Langweilig, arbeitsintensiv, schlecht bezahlt – Vorurteile über den Beruf des Hausarztes gibt es viele. Die Techniker Krankenkasse will das ändern und geht mit Medizinstudenten auf Tour.

Mosbach/Waldbrunn - Oberbürgermeister Michael Jann (CDU) hat sich auf seine Besucher vorbereitet: „Ich habe Ihnen gleich mal einige Welcome-Täschle richten lassen“, sagt er – und die Medizinstudenten lachen. Es ist der letzte Tag der diesjährigen TK-Hausarzt-Tour. Die große Kreisstadt Mosbach ist eine der Stationen, in der der Kleinbus der Techniker Krankenkasse (TK) mit fünf Studentinnen und einem Studenten Halt macht.

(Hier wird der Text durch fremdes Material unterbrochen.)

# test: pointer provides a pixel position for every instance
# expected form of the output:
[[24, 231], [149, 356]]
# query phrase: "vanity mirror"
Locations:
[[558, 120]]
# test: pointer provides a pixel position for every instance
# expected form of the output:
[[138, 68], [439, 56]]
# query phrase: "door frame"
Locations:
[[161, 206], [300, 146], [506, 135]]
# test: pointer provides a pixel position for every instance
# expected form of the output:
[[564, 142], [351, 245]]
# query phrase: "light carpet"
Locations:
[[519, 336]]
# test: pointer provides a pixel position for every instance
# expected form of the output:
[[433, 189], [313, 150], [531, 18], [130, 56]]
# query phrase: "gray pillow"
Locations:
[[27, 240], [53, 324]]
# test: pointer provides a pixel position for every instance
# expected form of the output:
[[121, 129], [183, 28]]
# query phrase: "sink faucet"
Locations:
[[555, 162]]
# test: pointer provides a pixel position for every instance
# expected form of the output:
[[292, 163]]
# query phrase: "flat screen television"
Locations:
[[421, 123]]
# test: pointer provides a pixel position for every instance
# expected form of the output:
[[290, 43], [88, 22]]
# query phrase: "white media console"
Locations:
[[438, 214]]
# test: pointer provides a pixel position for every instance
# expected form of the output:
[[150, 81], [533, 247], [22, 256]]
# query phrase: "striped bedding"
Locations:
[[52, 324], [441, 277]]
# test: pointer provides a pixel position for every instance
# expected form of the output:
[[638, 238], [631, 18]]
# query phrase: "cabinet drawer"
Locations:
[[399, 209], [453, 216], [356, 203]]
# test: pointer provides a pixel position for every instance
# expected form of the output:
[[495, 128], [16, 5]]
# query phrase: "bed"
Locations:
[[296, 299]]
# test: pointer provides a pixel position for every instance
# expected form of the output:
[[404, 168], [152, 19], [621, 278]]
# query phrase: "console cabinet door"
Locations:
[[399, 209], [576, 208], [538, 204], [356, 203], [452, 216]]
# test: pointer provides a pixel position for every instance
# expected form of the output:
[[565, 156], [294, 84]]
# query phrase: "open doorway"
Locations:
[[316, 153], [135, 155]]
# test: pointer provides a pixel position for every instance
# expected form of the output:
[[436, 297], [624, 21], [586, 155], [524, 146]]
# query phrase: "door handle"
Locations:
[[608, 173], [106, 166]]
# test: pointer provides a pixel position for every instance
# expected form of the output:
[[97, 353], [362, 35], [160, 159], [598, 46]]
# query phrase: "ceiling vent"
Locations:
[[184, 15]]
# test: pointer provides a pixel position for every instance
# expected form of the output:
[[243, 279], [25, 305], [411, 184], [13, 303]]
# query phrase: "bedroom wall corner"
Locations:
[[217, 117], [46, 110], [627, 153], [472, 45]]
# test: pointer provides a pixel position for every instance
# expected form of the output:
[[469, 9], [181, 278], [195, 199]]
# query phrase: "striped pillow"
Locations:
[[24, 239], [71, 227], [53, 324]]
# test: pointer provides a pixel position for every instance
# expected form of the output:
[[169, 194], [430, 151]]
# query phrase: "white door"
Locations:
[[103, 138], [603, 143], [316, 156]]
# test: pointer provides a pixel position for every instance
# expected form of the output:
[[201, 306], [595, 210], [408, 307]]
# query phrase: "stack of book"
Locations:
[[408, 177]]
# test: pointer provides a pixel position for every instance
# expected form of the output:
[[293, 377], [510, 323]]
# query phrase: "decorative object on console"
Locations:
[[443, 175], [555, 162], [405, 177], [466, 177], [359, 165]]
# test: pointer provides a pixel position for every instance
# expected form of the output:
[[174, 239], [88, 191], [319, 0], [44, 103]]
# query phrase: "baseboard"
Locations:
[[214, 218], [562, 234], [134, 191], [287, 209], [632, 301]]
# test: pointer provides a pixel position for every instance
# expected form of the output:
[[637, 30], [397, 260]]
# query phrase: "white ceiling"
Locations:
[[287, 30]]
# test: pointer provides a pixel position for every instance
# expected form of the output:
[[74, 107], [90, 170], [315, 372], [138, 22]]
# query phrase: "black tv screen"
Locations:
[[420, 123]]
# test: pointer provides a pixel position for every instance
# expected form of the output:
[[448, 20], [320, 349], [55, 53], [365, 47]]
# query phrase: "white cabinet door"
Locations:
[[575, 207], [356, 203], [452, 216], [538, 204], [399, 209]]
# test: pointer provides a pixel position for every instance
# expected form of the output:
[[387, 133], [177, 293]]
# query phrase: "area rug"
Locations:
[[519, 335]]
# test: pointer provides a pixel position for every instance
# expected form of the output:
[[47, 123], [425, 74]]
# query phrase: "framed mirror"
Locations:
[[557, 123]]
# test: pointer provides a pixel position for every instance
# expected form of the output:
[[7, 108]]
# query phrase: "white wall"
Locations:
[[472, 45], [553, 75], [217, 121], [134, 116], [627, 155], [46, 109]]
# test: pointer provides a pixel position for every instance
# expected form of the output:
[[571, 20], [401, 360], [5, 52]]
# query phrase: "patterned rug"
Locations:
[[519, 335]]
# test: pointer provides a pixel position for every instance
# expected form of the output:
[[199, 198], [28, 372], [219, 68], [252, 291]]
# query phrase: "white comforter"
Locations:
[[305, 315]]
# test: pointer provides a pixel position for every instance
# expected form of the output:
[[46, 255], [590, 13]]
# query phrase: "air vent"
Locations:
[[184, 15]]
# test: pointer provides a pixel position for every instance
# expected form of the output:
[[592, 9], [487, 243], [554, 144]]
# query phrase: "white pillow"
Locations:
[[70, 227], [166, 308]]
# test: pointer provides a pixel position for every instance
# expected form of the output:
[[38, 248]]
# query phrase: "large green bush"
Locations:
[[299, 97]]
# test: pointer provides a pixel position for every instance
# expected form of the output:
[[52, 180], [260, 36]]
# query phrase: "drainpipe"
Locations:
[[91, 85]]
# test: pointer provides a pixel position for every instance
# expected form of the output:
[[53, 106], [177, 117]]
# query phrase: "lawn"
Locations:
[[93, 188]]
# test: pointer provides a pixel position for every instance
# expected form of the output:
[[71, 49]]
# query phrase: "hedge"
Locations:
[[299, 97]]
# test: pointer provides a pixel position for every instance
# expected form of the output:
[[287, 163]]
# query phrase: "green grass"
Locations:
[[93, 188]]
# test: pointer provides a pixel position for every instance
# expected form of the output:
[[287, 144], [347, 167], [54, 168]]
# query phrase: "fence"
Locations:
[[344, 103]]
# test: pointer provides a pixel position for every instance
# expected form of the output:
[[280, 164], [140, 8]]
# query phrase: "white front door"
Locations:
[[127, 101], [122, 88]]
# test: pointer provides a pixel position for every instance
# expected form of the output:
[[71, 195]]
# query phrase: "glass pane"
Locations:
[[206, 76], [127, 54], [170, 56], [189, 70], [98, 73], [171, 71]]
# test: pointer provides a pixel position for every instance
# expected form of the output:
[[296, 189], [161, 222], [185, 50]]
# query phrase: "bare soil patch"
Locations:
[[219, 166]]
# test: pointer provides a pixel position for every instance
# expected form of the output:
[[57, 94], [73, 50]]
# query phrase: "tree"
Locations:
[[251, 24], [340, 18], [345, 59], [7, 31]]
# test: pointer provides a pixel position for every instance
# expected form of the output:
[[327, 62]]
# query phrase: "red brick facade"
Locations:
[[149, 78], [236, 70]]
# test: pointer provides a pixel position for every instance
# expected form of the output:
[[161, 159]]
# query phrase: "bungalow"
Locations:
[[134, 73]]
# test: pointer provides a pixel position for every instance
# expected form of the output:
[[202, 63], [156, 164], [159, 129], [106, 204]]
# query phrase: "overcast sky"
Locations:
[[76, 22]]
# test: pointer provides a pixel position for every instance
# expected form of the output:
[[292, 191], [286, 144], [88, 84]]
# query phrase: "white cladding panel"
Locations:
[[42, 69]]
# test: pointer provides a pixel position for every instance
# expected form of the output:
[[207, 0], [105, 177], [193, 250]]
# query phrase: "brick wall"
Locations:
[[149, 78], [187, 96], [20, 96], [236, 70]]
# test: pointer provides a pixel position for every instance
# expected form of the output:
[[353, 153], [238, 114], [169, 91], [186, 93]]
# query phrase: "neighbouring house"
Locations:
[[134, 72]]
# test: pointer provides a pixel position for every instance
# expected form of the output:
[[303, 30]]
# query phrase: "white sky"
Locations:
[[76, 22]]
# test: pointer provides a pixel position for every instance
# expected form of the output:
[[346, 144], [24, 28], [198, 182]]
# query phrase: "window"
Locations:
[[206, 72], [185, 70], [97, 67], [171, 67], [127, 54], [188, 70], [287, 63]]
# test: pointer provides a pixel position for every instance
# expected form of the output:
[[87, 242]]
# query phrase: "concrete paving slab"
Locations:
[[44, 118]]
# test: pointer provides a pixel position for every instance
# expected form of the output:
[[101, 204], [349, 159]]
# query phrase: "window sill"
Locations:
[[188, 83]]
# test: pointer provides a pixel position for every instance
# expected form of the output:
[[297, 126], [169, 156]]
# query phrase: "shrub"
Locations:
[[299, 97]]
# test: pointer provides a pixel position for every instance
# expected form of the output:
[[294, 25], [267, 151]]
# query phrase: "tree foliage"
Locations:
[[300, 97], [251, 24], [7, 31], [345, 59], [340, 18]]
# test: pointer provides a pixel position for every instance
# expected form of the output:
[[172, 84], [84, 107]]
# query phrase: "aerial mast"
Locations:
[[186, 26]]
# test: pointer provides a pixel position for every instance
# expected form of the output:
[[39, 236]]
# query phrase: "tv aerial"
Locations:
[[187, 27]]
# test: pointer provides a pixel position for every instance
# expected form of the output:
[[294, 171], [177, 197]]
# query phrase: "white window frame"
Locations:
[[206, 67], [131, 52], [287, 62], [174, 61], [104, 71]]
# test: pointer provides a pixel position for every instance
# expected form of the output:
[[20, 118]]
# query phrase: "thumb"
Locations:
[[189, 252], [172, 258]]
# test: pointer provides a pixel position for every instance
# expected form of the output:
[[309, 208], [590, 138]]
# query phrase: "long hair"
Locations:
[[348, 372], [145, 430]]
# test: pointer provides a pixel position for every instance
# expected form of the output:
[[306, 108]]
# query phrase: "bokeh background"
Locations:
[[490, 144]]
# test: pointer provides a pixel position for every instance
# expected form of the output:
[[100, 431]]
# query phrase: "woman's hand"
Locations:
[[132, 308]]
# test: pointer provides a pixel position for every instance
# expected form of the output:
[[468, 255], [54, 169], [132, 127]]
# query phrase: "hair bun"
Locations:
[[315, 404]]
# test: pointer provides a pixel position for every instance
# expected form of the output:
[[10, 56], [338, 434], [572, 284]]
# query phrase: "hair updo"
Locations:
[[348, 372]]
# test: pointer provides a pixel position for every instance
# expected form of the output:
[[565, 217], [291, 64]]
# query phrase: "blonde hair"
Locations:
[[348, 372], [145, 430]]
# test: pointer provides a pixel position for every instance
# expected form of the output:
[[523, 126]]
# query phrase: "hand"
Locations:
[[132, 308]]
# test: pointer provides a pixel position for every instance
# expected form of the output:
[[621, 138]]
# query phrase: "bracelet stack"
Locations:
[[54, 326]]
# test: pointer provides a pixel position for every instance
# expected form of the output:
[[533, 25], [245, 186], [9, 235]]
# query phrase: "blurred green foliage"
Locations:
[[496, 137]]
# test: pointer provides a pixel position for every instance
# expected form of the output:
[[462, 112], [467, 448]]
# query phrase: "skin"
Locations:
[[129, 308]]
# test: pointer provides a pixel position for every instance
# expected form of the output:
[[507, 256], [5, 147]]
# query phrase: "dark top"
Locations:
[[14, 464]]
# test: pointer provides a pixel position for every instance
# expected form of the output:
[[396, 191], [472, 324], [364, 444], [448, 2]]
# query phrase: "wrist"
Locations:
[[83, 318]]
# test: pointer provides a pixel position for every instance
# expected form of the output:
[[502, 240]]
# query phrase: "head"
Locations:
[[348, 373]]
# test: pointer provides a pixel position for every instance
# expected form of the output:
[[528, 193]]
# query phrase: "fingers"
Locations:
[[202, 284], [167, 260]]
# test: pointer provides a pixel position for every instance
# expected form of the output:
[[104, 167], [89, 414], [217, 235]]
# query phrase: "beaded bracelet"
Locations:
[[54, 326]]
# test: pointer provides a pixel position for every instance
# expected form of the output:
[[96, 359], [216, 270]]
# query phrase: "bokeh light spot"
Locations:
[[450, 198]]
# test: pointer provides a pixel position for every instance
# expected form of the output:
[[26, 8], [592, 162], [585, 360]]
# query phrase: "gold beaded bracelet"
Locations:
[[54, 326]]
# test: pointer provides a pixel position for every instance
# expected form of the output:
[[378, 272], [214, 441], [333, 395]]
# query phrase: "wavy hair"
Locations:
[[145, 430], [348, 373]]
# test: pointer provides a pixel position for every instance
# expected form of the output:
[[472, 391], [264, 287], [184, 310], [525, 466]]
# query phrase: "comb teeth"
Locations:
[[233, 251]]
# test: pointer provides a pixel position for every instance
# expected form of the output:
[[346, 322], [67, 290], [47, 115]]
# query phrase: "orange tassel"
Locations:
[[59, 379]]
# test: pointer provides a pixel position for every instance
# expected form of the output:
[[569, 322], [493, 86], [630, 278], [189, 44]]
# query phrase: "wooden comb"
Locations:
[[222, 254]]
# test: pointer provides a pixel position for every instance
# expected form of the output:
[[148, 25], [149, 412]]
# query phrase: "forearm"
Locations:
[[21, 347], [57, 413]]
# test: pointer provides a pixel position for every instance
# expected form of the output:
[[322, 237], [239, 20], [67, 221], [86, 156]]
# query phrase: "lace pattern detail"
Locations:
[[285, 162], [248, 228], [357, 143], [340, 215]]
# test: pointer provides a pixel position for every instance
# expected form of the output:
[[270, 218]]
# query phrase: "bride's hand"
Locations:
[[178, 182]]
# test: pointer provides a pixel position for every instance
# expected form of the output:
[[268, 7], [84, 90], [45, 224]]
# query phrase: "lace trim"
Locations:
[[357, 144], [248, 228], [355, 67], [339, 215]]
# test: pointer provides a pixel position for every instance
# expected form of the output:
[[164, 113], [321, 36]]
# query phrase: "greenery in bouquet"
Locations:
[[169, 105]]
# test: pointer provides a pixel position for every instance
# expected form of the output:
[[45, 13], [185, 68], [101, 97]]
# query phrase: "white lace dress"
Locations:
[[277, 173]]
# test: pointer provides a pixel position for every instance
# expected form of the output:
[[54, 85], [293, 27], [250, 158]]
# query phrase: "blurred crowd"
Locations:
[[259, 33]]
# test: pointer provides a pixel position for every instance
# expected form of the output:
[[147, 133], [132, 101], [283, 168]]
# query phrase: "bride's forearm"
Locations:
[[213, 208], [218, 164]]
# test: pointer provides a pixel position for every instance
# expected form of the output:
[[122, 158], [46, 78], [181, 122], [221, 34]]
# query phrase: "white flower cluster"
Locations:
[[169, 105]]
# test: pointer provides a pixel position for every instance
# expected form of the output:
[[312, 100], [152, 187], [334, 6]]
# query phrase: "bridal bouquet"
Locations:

Im Mosbacher Rathaus tauschen sich Vertreter der Kommunen mit den angehenden Medizinern aus. „Sie haben hier praktisch den Urlaub vor der Haustür“, wirbt Björn-Christian Kleih, erster Landesbeamter des Neckar-Odenwald-Kreises, für die Region. Günstiges Bauland, ein hoher Freizeitwert, das familienfreundliche Umfeld – viele Faktoren sprächen für eine Tätigkeit auf dem Land. „Wir werden die Ansiedlung von Ärzten nach Kräften unterstützen“, betont Kleih. Noch sei die ambulante Versorgung in der Region relativ gut. Aber: 72 Prozent der Hausärzte im Neckar-Odenwald-Kreis sind über 50 Jahre alt, 31 Prozent bereits über 60.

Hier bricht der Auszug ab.